Sorry for the delay in replying; this turned into a hectic week...
On Feb 4, 2009, at 11:28 AM, Hana Milani wrote:
Jeff, Thanks for helping me.
Is this a Fortran program, perchance?
Yes, it has been written by f77, but I have compiled it with
gfortran. People have also done the same with no problem.
Do you have access to the source code? I wonder if the program is
internally raising an error and effectively aborting itself. Do you
know that the application runs correctly? Do you have any test data
sets that you can try that give known outputs?
Yes, I have installed the source code. I have not been able to run
the program in parallel, but I have run my inputs sequentially and
got satisfactory results.
That's a good datapoint, but it's unfortunately not conclusive.
If you allow me, I can send the details of the code to your email.
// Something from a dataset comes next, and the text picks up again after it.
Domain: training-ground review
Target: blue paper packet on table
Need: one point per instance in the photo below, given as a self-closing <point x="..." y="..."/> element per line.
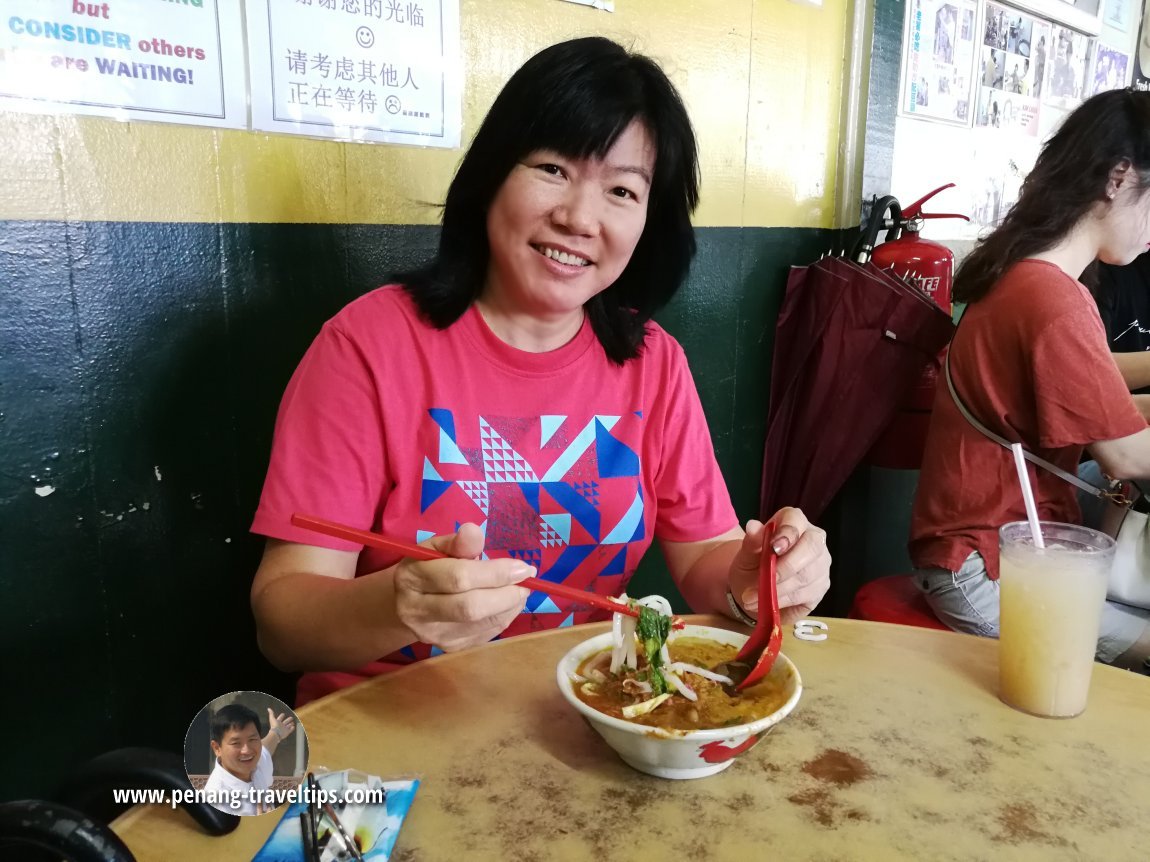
<point x="373" y="825"/>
If it's small and simple, sure. I'm afraid I don't have the time/
resources to investigate a large complex application that is
misbehaving.
I don't have any more insights other than to re-state that *something*
is killing your application with SIGTERM. It is *likely* some other
entity on your node - a daemon or some other controller process. But
it is also possible (although probably less likely) that the
application is aborting itself.
Are you able to run *any* MPI applications (especially those compiled
with Fortran) in parallel? E.g., the hello world and the ring
programs in the examples/ subdirectory in the OMPI distribution?
--
Jeff Squyres
Cisco Systems